The phenomenon is tied, to some degree, to the minimum latency of the disk subsystem as measured under low stress, so you might try experimenting with faster disks, if you can. Some improvements have been reported with this approach.
A strategy that worked for us in some limited degree is avoiding provisioning too much RAM. It happened that we really didn't need 128 GBs of RAM, so by dialing back on the RAM, we were able to reduce the flush time. Naturally, that wouldn't work for everyone.
The latest versions of MongoDB (2.6.0 and later) seem to handle the
situation better in that writes are still blocked during the long
flush but reads are able to proceed.
If you are working with a sharded cluster, you could try dividing the RAM by putting multiple shards on the same host. We didn't try this ourselves, but it seems like it might have worked. On the other hand, careful design and testing would be highly recommended in any such scenario to avoid compromising performance and/or high availability
We tried playing with syncdelay. Reducing it didn't help (the long flush times just happened more frequently). Increasing it helped a little (there was more time between flushes to get work done), but increasing it too much can exacerbate the problem severely. We boosted the syncdelay to five minutes (300 seconds), at one point, and were rewarded with a background flush of 20 minutes.

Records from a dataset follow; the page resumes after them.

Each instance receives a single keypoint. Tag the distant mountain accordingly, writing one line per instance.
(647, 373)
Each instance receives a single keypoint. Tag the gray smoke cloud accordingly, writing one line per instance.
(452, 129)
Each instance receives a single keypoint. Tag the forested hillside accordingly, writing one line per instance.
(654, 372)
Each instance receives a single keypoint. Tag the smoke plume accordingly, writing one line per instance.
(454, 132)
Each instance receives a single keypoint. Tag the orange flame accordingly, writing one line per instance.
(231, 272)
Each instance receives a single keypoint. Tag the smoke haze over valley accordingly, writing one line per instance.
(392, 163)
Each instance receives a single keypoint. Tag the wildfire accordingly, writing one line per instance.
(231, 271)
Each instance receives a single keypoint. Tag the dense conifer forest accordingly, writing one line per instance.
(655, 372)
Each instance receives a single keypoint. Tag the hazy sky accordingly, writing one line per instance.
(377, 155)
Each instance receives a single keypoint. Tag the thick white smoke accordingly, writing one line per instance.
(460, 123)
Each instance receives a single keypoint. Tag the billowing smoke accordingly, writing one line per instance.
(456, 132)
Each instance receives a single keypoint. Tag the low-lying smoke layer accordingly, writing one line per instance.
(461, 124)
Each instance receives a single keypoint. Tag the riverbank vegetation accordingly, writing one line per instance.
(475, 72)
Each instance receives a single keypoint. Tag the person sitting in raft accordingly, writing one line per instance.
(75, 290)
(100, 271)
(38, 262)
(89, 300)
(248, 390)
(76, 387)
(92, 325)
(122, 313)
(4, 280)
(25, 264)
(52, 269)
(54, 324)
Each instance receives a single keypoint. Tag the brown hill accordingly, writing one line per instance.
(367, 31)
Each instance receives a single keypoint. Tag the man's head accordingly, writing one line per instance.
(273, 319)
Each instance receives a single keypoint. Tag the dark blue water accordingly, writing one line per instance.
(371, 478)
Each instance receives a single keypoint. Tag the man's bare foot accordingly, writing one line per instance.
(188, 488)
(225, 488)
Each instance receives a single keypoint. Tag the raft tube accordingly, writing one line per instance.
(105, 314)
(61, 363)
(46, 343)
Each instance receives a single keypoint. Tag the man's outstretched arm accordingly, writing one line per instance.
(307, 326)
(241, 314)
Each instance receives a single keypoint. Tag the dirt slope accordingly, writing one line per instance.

Some optimizations are in the works at MongoDB, Inc. These may be available soon.
In our case, to relieve the pressure on the primary host, we periodically rebooted one of the secondaries (clearing all memory) and then failed over to it. Naturally, there is some performance hit due to re-caching, and I think this only worked for us because our workload is write-heavy. Moreover, this technique not in any sense a solution. But if high flush times are causing serious disruption, this may be one way to "reduce the fever" so to speak.
Consider running on Linux... :-)
Background flush by default does not block read/write. mongod does flush every 60s, unless otherwise specified with -syncDelay parameter. syncDelay uses fsync() operation, which can set to block write while in-memory pages flush to disk. A blocked write could have potential to block reads as well. Read more: http://docs.mongodb.org/manual/reference/command/fsync/
However, normally a flush should not take more than 1000ms (1 second). If it does, it is likely the amount of data flushing to disk is too large for your disk to handle.
Solution: upgrade to a faster disk like SSD, or decrease flush interval (try 30s, rather than the default 60s).